Lutte contre le racisme
L’idée d’un espace pour que les étudiant·e·s se réunissent et pour briser l’isolement à la fin de la pandémie est aussi à l’origine de la naissance de l’Organisation des étudiant·e·s noir·e·s de l’UdeM (Odenum) en février 2022. Sa vice-présidente et cofondatrice, l’étudiante en troisième année au baccalauréat en droit Emmanuelle Atongfor, explique que malgré l’existence préalable de certains regroupements, destinés entre autres aux étudiant·e·s haïtien·ne·s ou africain·e·s, un lieu d’accueil pour toutes les personnes noires, quels que soient leur origine ou leur domaine d’études, manquait au sein de l’UdeM. Le but de l’Odenum est donc de rassembler ces dernières autour d’activités sociales et de groupes de discussion, mais aussi de les représenter. «En tant que personne racisée, c’est certain qu’on peut être victime de préjudice à l’Université de Montréal, déclare Emmanuelle.

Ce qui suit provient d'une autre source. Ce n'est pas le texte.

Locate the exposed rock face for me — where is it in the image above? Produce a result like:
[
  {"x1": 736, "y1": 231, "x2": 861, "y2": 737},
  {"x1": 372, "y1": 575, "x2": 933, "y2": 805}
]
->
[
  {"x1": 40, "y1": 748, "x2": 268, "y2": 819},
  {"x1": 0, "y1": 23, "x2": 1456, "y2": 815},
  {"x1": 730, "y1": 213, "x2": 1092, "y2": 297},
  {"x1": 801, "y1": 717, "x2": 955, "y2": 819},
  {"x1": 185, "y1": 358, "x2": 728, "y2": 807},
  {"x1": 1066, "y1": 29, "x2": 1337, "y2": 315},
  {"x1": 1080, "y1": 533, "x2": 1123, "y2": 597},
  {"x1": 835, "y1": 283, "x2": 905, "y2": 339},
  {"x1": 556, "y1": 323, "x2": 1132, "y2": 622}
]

C’est important qu’il y ait ce soutien, en particulier pour les étudiants étrangers.» Les membres de l’organisation travaillent en ce sens sur une série de vidéos éducatives portant sur des microagressions dont peuvent être victimes les personnes racisées sur le campus, dans l’espoir de les publier cette session. «On voudrait aussi produire des balados, où on inviterait des professionnels noirs à parler de leur parcours», ajoute l’étudiante, qui souligne l’importance d’encourager les personnes racisées à persévérer dans leurs études.
Et les partis politiques?
Si les élections générales, tant fédérales que provinciales, sont encore loin, une élection partielle dans la circonscription de Saint-Henri-Saint-Anne devra bientôt avoir lieu et occupera dans les mois à venir le regroupement étudiant Québec solidaire Université de Montréal, qui vient tout juste d’élire un nouveau conseil et tente de retrouver l’enthousiasme prépandémique. Ses membres se préparent aussi pour le «conseil national» du parti, qui aura lieu ce mois-ci. Selon sa co-porte-parole, l’étudiante à la majeure en histoire Clodie Parenteau, ce serait un message fort que d’envoyer le candidat Guillaume Cliche-Rivard à l’Assemblée nationale. «Dans la mesure où il est un avocat spécialisé en droit de l’immigration», le faire élire dans la circonscription montréalaise permettrait à Québec solidaire de s’ancrer encore mieux dans l’opposition face au discours caquiste en matière d’immigration. Pour elle, l’implication étudiante au sein d’un parti politique est encore pertinente. L’étudiante en troisième année au baccalauréat en droit Erica Picillo, également présidente des Jeunes libéraux de l’UdeM (fédéraux), juge pour sa part que les ailes jeunesse des partis les regroupements étudiants associés aux partis politiques sont un bon espace de dialogue. «Plus on parle avec des gens de notre âge, plus on remarque qu’on a des points en commun», précise-t-elle. Elle cite par exemple le dossier de l’environnement ou celui de l’égalité entre les hommes et les femmes. La difficulté pour les regroupements étudiants politiques, selon Erica, est de garder l’organisation active, alors que le roulement des membres est élevé. Les membres de CAQ UdeM et de Jeunes péquistes UdeM n’ont pour leur part pas donné suite aux demandes d’entrevue de Quartier Libre.